What Is Exome Sequencing?

Price explained that exome sequencing is the sequencing of the entire protein-coding regions of the human genome and as such is more likely to detect mutations with a greater impact on disease. "It identifies both single nucleotide polymorphisms [SNPs] and insertion/deletions [indels] and, unlike genomewide association studies [GWAS], can identify actual, causative variants associated with disease. GWAS looks at linking the response with certain zip-codes in the genome, whereas exome sequencing looks at the base pairs and the relationship of the actual mutation with the response. It's a different approach, and they are complementary."

Exome sequencing looks at the base pairs and the relationship of the actual mutation with the response.

Price and colleagues used genetic samples from the GRAVITAS study, which was designed to see if double-dose clopidogrel (150 mg) would be of any benefit in patients with high on-treatment platelet reactivity after PCI; it wasn't. On-treatment platelet reactivity in GRAVITAS was assessed using the VerifyNow P2Y12 test at baseline and at 30 days. Price and colleagues selected 147 self-identified white subjects for exome analysis.

"You get the base pairs for about 1.5% of the human genome, you get the exons in more than 21 000 genes. This is a lot of data. It's not just sequencing, it’s the counting--we are talking about a load of information and a lot of processing time. The real challenge now with sequencing is not getting the base pairs but actually the analysis, because of the amount of data one needs to look at. And you need to have good quality checks because there can be a lot of junk, a lot of misreads; this takes a lot of time.
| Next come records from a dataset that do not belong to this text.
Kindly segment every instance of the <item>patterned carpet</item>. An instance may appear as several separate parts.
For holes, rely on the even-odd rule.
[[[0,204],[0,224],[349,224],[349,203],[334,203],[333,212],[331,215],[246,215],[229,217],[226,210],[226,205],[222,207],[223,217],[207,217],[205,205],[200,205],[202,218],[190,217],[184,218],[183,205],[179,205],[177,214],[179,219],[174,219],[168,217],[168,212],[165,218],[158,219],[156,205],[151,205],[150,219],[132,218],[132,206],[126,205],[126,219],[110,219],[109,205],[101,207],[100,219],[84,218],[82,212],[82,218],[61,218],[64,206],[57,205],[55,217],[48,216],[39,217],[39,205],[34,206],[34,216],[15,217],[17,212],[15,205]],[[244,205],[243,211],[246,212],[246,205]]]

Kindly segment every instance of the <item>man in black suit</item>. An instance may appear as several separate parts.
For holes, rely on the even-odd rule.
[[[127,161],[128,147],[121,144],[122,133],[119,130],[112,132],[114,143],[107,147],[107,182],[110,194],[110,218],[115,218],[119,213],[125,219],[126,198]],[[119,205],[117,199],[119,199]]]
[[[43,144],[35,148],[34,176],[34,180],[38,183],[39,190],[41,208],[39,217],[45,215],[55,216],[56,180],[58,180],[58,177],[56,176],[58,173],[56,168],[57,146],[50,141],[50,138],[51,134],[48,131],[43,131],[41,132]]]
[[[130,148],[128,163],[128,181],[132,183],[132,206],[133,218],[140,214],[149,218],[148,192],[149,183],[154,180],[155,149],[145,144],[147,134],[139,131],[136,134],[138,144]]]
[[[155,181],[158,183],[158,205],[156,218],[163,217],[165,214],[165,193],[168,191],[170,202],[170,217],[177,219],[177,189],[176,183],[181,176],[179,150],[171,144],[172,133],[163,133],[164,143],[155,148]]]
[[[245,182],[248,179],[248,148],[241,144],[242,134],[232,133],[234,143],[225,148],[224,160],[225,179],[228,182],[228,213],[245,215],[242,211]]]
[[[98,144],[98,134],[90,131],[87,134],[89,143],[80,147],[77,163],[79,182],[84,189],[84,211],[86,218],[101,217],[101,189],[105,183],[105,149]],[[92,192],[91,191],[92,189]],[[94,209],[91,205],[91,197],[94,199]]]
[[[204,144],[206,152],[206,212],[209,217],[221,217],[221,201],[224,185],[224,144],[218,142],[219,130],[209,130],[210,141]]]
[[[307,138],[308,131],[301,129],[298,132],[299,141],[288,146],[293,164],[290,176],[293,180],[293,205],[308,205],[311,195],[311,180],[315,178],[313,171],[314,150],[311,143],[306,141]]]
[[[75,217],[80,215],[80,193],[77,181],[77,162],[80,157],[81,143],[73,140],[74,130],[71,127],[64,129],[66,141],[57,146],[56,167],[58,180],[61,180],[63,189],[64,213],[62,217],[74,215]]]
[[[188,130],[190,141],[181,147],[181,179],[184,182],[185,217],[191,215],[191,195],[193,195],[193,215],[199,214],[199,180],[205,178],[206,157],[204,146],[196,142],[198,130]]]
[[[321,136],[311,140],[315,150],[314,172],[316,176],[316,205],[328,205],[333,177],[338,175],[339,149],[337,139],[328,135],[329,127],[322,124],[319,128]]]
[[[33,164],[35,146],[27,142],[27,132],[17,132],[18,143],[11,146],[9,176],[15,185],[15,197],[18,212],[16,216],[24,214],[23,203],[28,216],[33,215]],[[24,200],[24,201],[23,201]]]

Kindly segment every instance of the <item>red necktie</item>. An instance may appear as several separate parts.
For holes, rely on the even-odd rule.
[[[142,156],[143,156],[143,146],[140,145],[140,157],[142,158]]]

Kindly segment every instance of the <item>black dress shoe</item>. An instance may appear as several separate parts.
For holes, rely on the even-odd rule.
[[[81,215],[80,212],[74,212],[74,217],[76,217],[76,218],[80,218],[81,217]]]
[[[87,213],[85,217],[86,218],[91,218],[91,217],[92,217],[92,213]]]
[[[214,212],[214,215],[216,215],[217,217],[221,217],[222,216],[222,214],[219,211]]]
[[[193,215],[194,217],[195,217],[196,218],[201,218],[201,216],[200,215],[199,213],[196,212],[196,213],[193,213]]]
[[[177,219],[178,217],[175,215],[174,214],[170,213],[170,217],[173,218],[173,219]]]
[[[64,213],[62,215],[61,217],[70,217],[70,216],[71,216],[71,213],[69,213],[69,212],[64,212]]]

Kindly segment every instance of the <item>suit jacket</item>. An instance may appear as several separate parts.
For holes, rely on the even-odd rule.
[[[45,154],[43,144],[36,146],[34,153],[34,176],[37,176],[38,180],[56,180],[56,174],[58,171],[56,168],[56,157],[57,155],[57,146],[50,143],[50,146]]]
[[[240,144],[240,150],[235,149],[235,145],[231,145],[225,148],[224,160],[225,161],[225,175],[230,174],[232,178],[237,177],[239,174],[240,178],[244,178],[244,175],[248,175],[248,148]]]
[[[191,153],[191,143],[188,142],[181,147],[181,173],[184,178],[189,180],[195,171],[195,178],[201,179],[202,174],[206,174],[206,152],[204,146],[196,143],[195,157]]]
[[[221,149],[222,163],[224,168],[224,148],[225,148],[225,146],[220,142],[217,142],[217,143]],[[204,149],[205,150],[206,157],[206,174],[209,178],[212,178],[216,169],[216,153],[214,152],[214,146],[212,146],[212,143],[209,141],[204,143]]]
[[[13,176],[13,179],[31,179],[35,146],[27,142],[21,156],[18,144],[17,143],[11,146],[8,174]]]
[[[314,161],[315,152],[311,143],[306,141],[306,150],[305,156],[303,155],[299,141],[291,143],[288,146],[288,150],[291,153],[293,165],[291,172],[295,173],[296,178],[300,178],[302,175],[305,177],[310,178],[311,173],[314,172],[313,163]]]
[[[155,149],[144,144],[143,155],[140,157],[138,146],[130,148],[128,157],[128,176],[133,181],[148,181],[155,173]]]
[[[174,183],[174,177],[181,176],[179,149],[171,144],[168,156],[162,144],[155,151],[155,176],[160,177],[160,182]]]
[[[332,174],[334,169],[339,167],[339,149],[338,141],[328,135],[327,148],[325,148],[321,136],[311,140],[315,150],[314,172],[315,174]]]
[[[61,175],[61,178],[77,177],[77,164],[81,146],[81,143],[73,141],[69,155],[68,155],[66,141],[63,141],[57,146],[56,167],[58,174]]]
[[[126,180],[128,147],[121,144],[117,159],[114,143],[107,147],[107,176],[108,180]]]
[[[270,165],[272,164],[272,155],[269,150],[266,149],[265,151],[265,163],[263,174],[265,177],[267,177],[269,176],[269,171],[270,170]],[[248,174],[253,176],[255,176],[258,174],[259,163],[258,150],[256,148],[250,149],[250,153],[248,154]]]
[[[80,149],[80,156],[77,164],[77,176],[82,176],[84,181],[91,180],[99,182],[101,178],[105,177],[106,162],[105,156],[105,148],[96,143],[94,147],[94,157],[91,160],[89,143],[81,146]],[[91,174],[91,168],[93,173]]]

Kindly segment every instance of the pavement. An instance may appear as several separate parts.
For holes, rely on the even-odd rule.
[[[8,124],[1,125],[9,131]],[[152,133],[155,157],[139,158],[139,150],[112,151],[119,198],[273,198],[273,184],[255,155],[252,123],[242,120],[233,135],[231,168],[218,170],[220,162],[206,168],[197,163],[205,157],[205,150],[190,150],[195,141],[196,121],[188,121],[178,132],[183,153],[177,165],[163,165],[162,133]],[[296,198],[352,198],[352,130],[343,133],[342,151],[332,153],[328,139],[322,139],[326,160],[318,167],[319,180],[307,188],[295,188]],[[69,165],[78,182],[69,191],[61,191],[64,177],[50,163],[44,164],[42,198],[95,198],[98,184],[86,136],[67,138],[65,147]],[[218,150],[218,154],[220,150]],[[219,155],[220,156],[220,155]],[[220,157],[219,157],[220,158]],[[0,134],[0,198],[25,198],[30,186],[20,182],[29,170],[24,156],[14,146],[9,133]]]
It takes supercomputers, and it is a fairly expensive and very rigorous analysis."

Findings Preliminary But Exome Sequencing Becoming More Feasible

In their analysis, there were three distinct loci associated with on-treatment platelet reactivity at baseline (12–24 hours post-PCI, after standard periprocedural clopidogrel regimen): the ATP2B2 gene, which they think is present in around 27% of the general white population; TIAM2, found in about 13% of the population; and the CYP2C18 and CYP2C19 alleles.

The limiting factor is not sequencing, it's the computational biology. But we are getting there.

At 30 days after PCI, they saw only the CYP2C18 and CYP2C19 cluster "and nothing else." This singular influence of CYP2C18/9 locus at 30 days of maintenance clopidogrel after PCI means it's "unlikely that other protein-coding variants have a large effect on response variability at this time point," Price noted.

He added that while the findings have to be considered "preliminary, identification of two genes critical to platelet function among the 21 000 sequenced genes lends credibility to the validity of the result."

The next step is to validate these results in more than 1000 patients, which is ongoing, he says. He adds that exome sequencing is becoming more feasible: "The most expensive part is the reagents, but we were down to a little more than a $1000 per genome (per person), and every month it's getting cheaper and cheaper. The limiting factor is not sequencing, it's parsing through the data, the computational biology. But we are making progress, we are getting there."

GIFT was supported through a grant from Bristol-Myers Squibb/Sanofi, and exome analysis was made possible by a grant from Molecular Response and in-kind support from Agilent Technologies. Price reports consulting honoraria from Bristol-Myers Squibb/Sanofi, Accumetrics, DSI/Lilly, Merck, Janssen, AstraZeneca, the Medicines Company, and Medicure; speaker honoraria from DSI/Lilly and AstraZeneca; research support from Bristol-Meyers Squibb/Sanofi, Quest Diagnostics, Accumetrics, and Molecular Response; and equity interest in Iverson Genetics.